Big Data 13 min read

Why ClickHouse Outperforms Elasticsearch in Log Analytics: A Practical Comparison

This article compares Elasticsearch and ClickHouse for log analytics by detailing their architectures, setting up Docker‑Compose stacks, ingesting synthetic syslog data with Vector, running equivalent queries, and measuring performance, revealing ClickHouse’s superior speed in most scenarios.

ITPUB

May 15, 2023

Why ClickHouse Outperforms Elasticsearch in Log Analytics: A Practical Comparison

Introduction

Elasticsearch (ES) is a real‑time distributed search and analytics engine built on Lucene.
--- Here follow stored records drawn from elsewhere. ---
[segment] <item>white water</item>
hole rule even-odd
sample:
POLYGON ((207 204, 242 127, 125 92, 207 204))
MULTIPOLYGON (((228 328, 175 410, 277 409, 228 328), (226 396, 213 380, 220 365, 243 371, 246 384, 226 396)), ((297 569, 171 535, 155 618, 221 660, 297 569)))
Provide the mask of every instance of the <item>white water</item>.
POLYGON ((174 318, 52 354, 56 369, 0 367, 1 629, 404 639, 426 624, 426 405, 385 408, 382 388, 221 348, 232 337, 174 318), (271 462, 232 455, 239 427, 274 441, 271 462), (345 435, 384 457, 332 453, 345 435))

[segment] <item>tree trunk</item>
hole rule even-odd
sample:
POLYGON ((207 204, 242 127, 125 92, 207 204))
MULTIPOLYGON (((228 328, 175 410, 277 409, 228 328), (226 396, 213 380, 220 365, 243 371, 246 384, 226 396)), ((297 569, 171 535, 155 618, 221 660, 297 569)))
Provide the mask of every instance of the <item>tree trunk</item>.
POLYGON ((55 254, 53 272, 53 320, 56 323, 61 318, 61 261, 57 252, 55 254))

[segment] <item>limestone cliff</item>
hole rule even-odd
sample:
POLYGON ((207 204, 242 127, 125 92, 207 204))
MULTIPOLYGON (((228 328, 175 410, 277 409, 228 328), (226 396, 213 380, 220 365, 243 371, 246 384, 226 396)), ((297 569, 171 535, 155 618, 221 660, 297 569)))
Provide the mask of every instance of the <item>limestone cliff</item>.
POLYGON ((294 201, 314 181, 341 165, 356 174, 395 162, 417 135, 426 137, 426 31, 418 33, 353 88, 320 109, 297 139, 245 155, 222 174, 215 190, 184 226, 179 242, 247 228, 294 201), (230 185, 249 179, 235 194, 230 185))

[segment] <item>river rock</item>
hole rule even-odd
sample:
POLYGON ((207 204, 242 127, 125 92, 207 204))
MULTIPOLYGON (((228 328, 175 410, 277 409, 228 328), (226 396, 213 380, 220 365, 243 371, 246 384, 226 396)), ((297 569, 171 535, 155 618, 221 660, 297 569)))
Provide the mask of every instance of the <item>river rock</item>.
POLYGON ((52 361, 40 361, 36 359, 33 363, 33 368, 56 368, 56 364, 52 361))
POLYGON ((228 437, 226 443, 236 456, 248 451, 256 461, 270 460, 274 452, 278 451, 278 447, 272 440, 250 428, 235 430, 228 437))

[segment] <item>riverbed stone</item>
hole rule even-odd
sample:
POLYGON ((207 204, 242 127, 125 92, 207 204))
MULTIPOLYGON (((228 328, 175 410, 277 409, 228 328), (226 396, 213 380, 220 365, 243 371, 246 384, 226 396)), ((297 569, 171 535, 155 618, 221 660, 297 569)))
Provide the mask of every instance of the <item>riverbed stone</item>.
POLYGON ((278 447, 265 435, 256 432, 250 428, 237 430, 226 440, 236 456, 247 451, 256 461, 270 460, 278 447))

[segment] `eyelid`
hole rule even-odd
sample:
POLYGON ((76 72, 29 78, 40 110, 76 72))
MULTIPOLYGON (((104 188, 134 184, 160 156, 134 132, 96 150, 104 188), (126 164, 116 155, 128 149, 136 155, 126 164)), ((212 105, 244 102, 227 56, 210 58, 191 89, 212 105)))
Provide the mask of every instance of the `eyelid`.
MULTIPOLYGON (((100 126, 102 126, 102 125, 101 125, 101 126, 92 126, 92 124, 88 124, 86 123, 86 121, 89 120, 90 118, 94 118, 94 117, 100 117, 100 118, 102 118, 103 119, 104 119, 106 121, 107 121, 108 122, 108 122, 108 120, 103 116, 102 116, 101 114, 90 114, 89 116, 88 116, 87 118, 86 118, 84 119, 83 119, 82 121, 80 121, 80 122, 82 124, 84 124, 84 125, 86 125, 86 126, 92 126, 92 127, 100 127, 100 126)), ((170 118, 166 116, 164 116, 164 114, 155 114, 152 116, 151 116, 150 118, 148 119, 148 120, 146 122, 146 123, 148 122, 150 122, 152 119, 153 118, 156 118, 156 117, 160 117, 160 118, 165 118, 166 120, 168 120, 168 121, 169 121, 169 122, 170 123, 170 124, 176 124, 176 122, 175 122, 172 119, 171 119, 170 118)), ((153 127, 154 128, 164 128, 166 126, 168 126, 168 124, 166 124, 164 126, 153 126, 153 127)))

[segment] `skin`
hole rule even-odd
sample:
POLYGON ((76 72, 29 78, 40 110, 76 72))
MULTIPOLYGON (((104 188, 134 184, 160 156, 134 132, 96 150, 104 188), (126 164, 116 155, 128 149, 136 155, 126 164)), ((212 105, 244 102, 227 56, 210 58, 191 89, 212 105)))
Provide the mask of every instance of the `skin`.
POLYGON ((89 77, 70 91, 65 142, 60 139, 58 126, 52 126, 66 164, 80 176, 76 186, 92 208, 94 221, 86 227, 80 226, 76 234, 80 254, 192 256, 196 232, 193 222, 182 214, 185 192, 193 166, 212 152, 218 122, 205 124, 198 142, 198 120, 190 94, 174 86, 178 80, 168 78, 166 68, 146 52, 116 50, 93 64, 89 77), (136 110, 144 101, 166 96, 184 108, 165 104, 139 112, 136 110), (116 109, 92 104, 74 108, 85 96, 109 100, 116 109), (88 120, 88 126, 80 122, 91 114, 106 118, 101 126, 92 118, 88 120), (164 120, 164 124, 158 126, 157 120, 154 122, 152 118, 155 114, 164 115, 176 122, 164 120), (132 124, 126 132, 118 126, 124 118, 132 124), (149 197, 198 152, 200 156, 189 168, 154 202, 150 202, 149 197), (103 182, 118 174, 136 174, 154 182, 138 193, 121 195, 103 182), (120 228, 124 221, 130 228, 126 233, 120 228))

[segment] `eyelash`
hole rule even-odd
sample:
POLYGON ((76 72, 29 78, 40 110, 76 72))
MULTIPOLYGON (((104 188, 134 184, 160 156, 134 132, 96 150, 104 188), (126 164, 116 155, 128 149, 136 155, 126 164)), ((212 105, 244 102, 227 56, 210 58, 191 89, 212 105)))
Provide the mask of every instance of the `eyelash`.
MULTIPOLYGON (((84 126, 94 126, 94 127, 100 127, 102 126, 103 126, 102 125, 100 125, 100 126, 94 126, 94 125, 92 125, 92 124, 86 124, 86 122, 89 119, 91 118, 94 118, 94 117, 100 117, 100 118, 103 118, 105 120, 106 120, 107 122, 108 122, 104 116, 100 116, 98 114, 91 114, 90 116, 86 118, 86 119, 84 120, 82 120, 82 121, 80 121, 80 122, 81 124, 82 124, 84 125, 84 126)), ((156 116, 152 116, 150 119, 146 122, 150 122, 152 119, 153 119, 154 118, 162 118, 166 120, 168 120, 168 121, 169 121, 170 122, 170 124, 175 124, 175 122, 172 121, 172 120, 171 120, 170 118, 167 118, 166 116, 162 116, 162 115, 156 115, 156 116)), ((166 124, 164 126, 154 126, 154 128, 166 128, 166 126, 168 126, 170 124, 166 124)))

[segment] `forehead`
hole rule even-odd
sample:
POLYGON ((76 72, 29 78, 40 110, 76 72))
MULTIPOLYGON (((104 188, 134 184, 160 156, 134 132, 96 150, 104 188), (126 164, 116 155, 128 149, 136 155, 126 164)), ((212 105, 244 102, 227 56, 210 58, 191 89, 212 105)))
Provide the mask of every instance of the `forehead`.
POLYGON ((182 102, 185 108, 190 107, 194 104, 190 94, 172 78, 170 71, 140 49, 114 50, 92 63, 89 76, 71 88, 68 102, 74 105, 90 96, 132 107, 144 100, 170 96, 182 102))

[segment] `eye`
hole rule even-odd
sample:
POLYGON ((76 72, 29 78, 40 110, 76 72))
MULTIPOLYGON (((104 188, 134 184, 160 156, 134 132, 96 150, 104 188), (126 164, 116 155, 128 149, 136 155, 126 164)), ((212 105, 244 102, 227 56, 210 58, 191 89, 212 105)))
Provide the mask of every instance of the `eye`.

ClickHouse, developed by Yandex, is a column‑oriented relational OLAP database that has become popular for large‑scale analytical workloads.

Architecture Comparison

ES uses inverted indexes and Bloom filters to provide fast full‑text search, with shard and replica mechanisms for scalability and high availability. ClickHouse follows an MPP architecture where each node processes a partition of the data independently, stores data column‑wise, and leverages vectorized execution, log‑structured merge trees, sparse indexes and SIMD instructions. Both systems support Bloom filters.

Test Environment

Two Docker‑Compose stacks were used:

ES stack: a single‑node Elasticsearch container and a Kibana container.

ClickHouse stack: a ClickHouse server container and a TabixUI client container.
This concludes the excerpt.